(from yesterday’s astrology podcast)
New Addiction:
I’m still leery of Netflix, the company dings me for the fee each month. I was about to cancel it, but I kept hearing annoying noises about Kevin Spacey’s “House of Cards.”
Guilty pleasure? It’s like a really good TV series, but better, see, it’s all available.
I suppose, in a marathon-like viewing, I could watch all the episodes.
There’s an extra barb in the show’s scripting, one step above just crisp. Tightly plotted, and I haven’t bothered to meditate on the show’s antecedents.
The politics, with the asides, it’s not a unique, but it does bend some of the traditional narrative techniques.
Then, too, as a Netflix-only show, it’s a “web-exclusive.”
But Kevin Spacey’s soft, Southern lilt? Perfect intonation. Just the right balance of malevolence and self-absorbed behavior, the perfect Washington player.
So far, there’s been at least one high-quality nugget of a quote in each episode.
Makes me want to find a girlfriend I can share a cigarette with.
Kevin Spacey’s asides are really fun. It’s a tricky action, but, at least for me, it works.

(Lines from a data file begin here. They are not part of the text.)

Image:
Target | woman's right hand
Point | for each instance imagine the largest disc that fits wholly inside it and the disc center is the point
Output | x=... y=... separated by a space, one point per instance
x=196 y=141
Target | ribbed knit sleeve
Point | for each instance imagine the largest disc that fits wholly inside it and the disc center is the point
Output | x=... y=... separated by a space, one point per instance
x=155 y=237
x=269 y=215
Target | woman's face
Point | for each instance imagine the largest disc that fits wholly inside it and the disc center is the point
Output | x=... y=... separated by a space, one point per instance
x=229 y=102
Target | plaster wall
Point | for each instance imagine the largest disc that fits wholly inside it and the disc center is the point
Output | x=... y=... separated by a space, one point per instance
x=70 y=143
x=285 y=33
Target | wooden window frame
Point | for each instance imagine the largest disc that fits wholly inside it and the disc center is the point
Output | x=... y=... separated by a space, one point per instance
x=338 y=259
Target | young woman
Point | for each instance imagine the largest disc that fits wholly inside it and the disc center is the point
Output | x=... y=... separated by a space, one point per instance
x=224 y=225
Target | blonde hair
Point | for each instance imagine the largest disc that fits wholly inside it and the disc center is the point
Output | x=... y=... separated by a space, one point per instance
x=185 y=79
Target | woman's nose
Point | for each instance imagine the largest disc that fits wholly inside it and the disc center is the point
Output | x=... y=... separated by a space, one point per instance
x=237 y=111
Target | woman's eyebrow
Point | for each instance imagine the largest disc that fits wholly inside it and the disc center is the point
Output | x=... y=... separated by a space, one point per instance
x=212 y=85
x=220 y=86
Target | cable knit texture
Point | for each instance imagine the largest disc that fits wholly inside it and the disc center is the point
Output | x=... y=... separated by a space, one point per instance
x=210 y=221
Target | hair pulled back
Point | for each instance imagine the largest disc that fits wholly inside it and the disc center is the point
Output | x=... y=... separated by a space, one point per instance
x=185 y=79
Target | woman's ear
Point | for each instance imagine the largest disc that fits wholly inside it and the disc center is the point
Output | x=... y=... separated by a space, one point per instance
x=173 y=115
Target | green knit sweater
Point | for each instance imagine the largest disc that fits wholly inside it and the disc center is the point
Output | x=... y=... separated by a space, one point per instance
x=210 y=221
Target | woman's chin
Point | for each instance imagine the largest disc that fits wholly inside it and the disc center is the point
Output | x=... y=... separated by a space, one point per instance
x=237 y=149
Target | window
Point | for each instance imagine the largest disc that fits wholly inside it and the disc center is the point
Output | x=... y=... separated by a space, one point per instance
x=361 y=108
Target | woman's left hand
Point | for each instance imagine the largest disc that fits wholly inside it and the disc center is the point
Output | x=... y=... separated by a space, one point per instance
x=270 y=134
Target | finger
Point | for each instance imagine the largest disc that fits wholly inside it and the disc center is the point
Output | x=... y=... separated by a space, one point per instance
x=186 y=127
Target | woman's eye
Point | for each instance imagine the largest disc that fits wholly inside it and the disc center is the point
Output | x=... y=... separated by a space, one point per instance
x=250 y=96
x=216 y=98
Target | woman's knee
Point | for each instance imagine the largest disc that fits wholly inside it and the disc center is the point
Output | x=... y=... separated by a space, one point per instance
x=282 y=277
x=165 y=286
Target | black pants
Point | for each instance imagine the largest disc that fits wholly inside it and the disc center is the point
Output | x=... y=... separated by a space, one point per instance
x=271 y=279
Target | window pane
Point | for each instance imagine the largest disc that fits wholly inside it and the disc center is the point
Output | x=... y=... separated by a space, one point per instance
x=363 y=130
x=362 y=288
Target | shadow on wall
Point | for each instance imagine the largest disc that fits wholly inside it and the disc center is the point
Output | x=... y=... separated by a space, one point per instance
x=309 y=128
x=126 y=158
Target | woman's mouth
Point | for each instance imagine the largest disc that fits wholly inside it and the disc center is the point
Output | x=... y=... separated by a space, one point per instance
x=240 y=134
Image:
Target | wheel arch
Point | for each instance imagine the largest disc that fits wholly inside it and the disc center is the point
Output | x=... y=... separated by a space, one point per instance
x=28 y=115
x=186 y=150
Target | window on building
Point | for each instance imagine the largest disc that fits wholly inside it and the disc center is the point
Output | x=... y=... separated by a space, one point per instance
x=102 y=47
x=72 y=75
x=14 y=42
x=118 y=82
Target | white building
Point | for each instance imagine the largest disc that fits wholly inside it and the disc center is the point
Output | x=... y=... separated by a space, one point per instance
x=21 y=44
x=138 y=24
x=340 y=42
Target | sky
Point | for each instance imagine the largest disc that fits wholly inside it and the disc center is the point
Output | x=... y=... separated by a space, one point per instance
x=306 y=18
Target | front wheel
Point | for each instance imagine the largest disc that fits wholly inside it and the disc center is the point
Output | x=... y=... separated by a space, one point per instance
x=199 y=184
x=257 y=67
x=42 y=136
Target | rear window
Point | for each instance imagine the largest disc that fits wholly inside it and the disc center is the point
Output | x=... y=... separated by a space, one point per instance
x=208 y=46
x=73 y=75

So is it TV? Movies? Web serial?
Poking around on the inter-webs, I discovered that his prior gig was Richard III. What better way to prepare to play high-powered Washington politician?
While I have an app for it, I picked up an Apple TV box, and I’m using that for streaming Netflix.
It wasn’t until the tenth episode that I figured out the difference. There are no commercial breaks. I can hit “pause,” but that’s not the same. The timing and pacing is such that it’s possible to watch, all the way through, no break. The episodes are about 50 minutes long, with a short trailer and credits at each end.
On regular TV, a half-hour sitcom is 23 minutes, so, at best, an hour-long show is 45 minutes?
It’s the pacing that’s different. No commercial break were written into it. None of that, “And now a word from our sponsor!”
I’ve noticed that when a show is produced to be watched all the way through without commercial breaks, it flows much more naturally than when a break forces the action to pick up again.
Richard III as a precursor to Washington pol? Yeah, make a tutorial.
It’s very well done theater, whatever it is. Big fun, in an train-wreck, tragic way. High drama.